Rahmentragwerke

Während im Holzbau häufig einfache Balkenkonstruktionen auf Pendelstützen mit aufwendigen Aussteifungsverbänden realisiert werden, konstruiert der Stahlbau die Hallen meistens als Rahmentragwerk. Eigentlich schade, das Rahmentragwerk ist auch für den Holzbau eine ideale Bauweise.

Unter einem Rahmen versteht man ein aus Stäben biegesteif zusammengesetztes Bauelement. Herzstück ist der biegesteife Anschluss; die sogenannte Rahmenecke. Die räumliche Aussteifung der Halle in Querrichtung erfolgt direkt über den Rahmen. Erforderlich ist nur eine Aussteifung in Längsrichtung, auf einen aufwendigen Aussteifungsverband in Gebäudequerrichtung kann verzichtet werden. Zu unterscheiden sind Drei- und Zweigelenkrahmen. Beim Dreigelenkrahmen werden die Rahmenecken, falls aus Transportgründen noch möglich, meist mittels KZ Stoss ausgeführt. Im Gegensatz zum Zweigelenkrahmen kann der Schnittkraftverlauf beim Dreigelenkrahmen nicht beeinflusst werden – konstruktiv viel interessanter ist der statisch unbestimmte Zweigelenkrahmen.

Der Biegemomentenverlauf im Zweigelenkrahmen kann durch einen variablen Querschnittsverlauf sowie durch eine kontrolliert aufgezwungene Verformung des Tragwerks (Vorspannung infolge Verschiebung der Auflagerpunkte) optimiert werden. Ziel ist, das Biegemoment der Ecke so zu verkleinern, dass die Anschlusskräfte der Ecke die Trägerdimension nicht bestimmen. Durch das Verkleinern in der Ecke vergrössert sich selbstverständlich das Biegemoment in Feldmitte.
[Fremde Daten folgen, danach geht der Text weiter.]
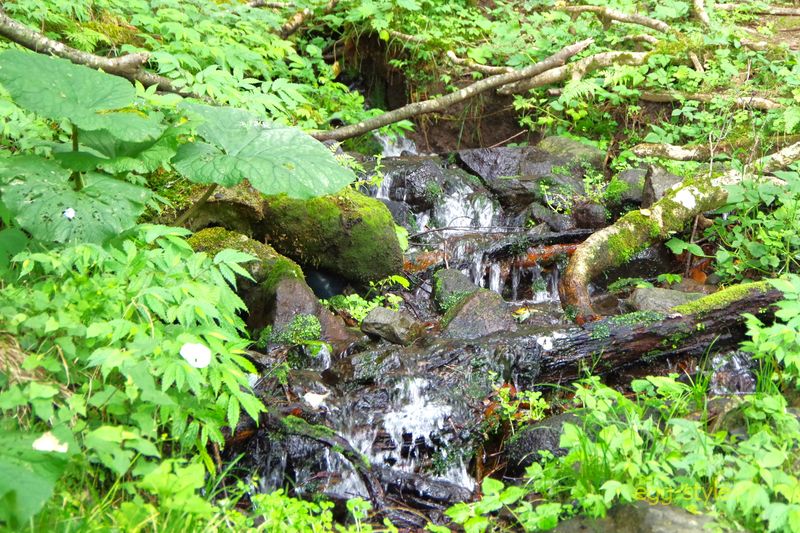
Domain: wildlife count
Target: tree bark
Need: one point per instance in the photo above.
(611, 344)
(129, 66)
(616, 244)
(575, 70)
Durch diese Massnahmen konnten beispielsweise die Eckmomente der Rahmen des EIZ Frutigen von 950 kNm auf 770 kNm verkleinert werden.
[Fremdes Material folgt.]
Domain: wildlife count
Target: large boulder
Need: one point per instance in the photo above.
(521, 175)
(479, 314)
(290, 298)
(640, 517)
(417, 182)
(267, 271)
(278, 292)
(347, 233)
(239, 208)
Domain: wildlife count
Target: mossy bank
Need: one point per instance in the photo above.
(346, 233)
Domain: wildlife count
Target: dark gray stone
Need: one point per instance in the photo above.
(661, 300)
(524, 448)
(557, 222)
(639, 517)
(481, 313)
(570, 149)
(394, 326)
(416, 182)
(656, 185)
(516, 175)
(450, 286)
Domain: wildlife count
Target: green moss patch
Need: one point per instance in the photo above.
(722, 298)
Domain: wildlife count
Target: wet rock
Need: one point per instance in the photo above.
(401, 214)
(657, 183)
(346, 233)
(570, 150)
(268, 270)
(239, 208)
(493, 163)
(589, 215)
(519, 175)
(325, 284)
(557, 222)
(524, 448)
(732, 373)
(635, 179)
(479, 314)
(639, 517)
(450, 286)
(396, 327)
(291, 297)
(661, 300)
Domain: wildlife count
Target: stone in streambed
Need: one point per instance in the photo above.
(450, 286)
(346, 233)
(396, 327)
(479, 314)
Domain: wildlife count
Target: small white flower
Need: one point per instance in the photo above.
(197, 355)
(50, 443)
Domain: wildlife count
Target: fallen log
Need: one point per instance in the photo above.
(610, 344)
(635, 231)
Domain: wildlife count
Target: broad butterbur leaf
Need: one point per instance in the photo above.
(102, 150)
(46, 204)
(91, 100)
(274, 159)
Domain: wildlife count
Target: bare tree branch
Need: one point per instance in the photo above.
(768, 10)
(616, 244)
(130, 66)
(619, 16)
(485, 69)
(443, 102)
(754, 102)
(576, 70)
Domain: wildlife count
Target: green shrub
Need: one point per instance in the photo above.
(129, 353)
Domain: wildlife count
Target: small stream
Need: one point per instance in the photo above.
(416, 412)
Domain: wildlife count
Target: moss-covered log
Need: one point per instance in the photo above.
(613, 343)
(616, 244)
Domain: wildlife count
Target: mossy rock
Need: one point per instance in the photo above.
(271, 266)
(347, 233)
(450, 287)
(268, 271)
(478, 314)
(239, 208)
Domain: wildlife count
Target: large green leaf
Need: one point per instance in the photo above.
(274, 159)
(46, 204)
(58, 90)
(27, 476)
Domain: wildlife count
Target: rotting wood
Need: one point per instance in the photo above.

Ohne genauste Kenntnisse der Rahmeneckanschlüsse sind solche Optimierungen nicht denkbar. Der genaue Kräfteverlauf sowie die Steifigkeit und der eventuelle Schlupf der Verbindung muss für die Bemessung bekannt sein. Aus Transportgründen müssen die Rahmen zudem meistens auf dem Bau zusammengebaut werden können. Da solche Verbindungen im Holzbau rar sind, wurde die GSA LMV Montageverbindung in Zusammenarbeit mit Herrn Professor Ernst Gehri und den n`H Ingenieuren entwickelt. Dabei handelt es sich um eine steckbare, biegesteife Verbindung von Brettschichtholzelementen, die sowohl für gerade Träger, insbesondere aber im Zusammenhang mit Trägerknicken (Rahmenecken) verwendet werden kann. Dabei werden speziell geformte Stahlleisten mittels GS-Anker ins Holz eingeklebt. Die Stahlleisten können bauseitig durch eine einfache Bolzenverbindung miteinander verbunden werden. Neben der hohen Anschlussleistung zeichnet sich die GSA LMV Verbindung durch höchste Steifigkeit, seine Optik (Stahlteil kaum sichtbar) und seine einfache, steckbare Verbindung aus.